If there's one thing the era of prestige TV has taught us, it's that people watch television for different reasons. Some people want their shows to teach them new things and change how they think; others just want to be entertained. Dopesick is a new television on Hulu that tells the maddening semi-fictionalized history of how the Sackler family and Purdue Pharma changed the global landscape of opioid addiction by inventing and mass marketing the painkiller Oxycontin. It is not entertaining at all. Dopesick is oddly paced, confusingly scripted, and a huge bummer. Its merits lie in that other reason people watch TV, because its educational and perspective-shifting potential are too valuable to pass up.
Dopesick is a difficult show to watch for two reasons. The first is the subject matter, which is heartbreaking and infuriating in equal measure. Learning the depths of the Sackler family's greed and Purdue Pharma's institutional lack of concern for human life is upsetting, but that upset is reasonable and necessary. The second reason is the literal difficulty in watching a show that covers six different narratives that take place over two decades and are presented in a complex non-linear format.
The intention behind Dopesick's time jumping, which moves from the creation of Oxycontin in the early 90s to the various legal challenges brought against Purdue Pharma in the 00s, is noble. It's primarily used to show the inception of a particular marketing idea or oversight and then flash forward to a courtroom scene where Purdue's lawyers attempt to lie about what the audience has just seen. Sometimes, however, those reveals happen backwards, with courtroom scenes taking place in the early 2000s shedding light on events in the 90s. Overall it's a confusing and unnecessary story element that makes it difficult to remember when exactly any given scene takes place in the narrative.
Further compounding the scattershot story issues are the sheer number of plotlines to follow. There's the story of Betsy (Kaitlyn Dever), a lesbian coal miner who wants to leave her Appalaichan hometown for a more queer-friendly city but falls into addiction when her doctor prescribes Oxycontin for a minor back injury. The doctor, Samuel Finnix (Michael Keaton), also has a story that sheds light on how Purdue Pharma marketed Oxycontin to medical care providers. Billy (Will Poulter) is the Purdue rep who convinces Dr. Finnix to prescribe Oxycontin, and following him gives a behind-the-scenes look at Purdue's marketing lies; for some reason Dopesick also spends way too much time on a subplot where Billy's trying to bang his coworker Amber (Philippa Soo).
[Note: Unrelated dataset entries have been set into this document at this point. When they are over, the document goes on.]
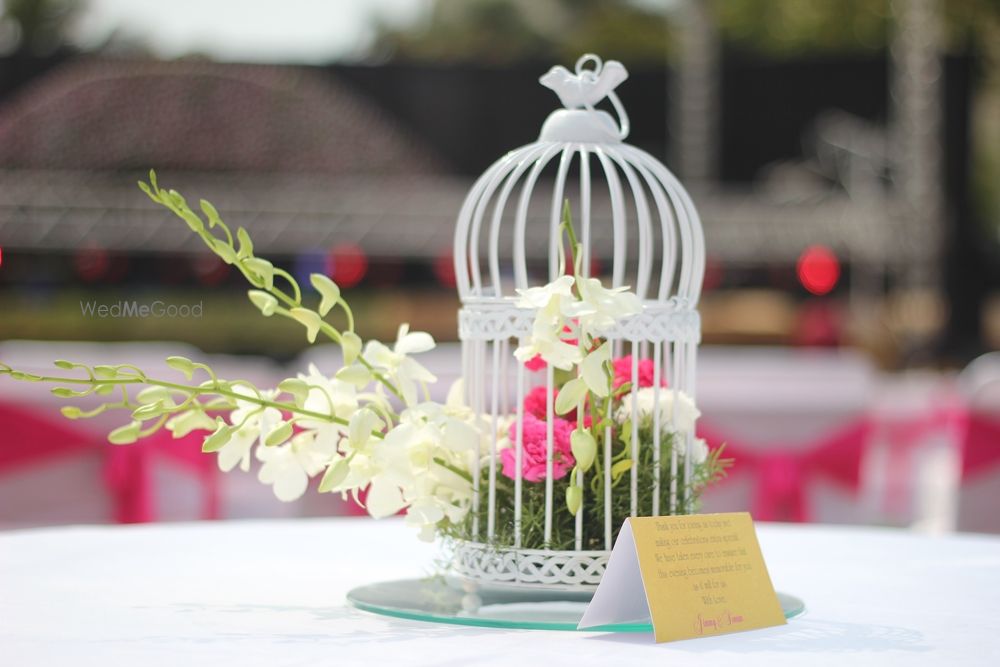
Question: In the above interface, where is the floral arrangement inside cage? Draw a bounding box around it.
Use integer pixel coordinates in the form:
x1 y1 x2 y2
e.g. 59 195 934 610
0 54 727 593
445 54 727 589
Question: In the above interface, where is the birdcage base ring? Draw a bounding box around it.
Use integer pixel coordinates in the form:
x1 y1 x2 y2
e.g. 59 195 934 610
444 540 610 592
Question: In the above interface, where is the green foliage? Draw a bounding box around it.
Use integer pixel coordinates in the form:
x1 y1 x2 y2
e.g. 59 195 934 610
448 432 731 551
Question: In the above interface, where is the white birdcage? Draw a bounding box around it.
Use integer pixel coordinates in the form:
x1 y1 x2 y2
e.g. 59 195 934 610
450 55 705 590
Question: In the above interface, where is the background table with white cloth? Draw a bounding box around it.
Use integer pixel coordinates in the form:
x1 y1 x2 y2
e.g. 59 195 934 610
2 518 998 666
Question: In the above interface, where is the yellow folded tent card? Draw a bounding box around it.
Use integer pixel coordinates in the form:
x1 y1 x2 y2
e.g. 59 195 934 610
578 512 786 643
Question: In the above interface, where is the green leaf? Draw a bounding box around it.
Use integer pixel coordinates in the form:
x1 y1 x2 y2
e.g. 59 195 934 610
318 459 350 493
310 273 341 317
136 386 172 404
566 484 582 516
335 364 371 387
131 401 166 422
138 180 153 197
247 290 278 316
554 377 587 415
289 308 323 343
93 365 117 379
108 421 142 445
166 356 196 380
148 169 158 192
9 371 43 381
167 409 217 438
243 257 274 290
95 383 116 396
264 421 294 447
212 239 238 265
341 331 362 365
581 342 611 397
610 459 633 480
619 420 633 448
200 199 222 228
201 421 233 453
60 406 83 420
236 226 254 260
53 360 75 370
277 378 310 406
570 429 597 472
51 387 88 398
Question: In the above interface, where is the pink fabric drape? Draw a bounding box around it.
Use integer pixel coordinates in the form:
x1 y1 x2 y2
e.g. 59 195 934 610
698 420 871 522
1 401 219 523
962 413 1000 480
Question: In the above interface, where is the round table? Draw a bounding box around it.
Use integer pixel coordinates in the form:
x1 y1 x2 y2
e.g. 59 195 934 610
1 519 997 666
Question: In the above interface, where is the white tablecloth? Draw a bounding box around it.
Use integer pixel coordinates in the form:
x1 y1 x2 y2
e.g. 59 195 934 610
1 519 998 666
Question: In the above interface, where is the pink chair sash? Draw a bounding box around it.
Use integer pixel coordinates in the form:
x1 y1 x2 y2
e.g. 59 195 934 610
962 414 1000 480
698 420 871 522
104 429 220 523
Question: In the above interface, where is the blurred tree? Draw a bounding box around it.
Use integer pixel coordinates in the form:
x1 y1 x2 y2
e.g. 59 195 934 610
713 0 890 56
372 0 672 64
0 0 82 56
374 0 998 64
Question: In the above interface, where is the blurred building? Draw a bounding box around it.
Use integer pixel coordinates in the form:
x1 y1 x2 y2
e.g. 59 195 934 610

But wait, there's more. Rosario Dawson plays Bridget Meyer, a DEA agent whose early alarms on Oxycontin's destructive capabilities went unanswered. A pair of lawyers bite off more than they can chew when they decide to find a way to nail Purdue Pharma for criminal misbranding. Finally, there's the Purdue company drama around Richard Sackler's (Michael Stuhlbarg) manipulative rise to power, which offers a close look at exactly how morally anhedonic the billionaire family that singe-handedly engineered the opioid crisis can be. Any single one of these plots could be their own TV show. Instead, Dopesick viewers are expected to watch all six potential shows at once.
Everyone in the world should know what Purdue Pharma knew about Oxycontin, when they knew it, and how much they profited from engineering this crisis.
Dopesick's overcrowded run time is unfortunate, because most of those individual stories are very interesting. Betsy and Dr. Finnix offer an intimate look at how easy it is to fall into addiction with Oxycontin and the effects of said addiction on their personal lives and relationships. Both Dever and Keaton deliver strong performances that generate empathy for the typically maligned population of opioid addicts. Billy and the Sacklers together form a disturbing picture of a company that knew what Oxycontin was capable of and still pushed the drug to near ubiquity, and Poulter's portrayal of Billy's slowly stirring moral compass is a highlight (everything about the Sackler plotline is repulsive, but that's not the actors' faults).
The DEA and legal plots are fine, but both of them contain prime examples of where Dopesick goes wrong — they're rife with cliche sub-subplots wherein the effort of fighting Purdue ruins everyone's marriages and with so much else to pay attention to, it's impossible to care.
That's the main problem with Dopesick. It attempts to cover the opioid epidemic from every angle and only succeeds in spreading itself too thin. The multitude of factors, problems, oversights, choices, and social evils that led to the destruction of hundreds of thousands of lives is simply too much to capture in one television series. Dopesick being overwhelming and confusing is a reflection of its subject matter, which is why it's still a series many people would benefit from experiencing.
Though Dopesick is not a documentary, it acts as a fictionalized primer for a curious population that deserves more information about the opioid epidemic. Everyone in the world should know what Purdue Pharma knew about Oxycontin, when they knew it, and how much they profited from engineering this crisis. Dopesick is not a television show people should watch to be entertained. It's a show people should watch to get angry.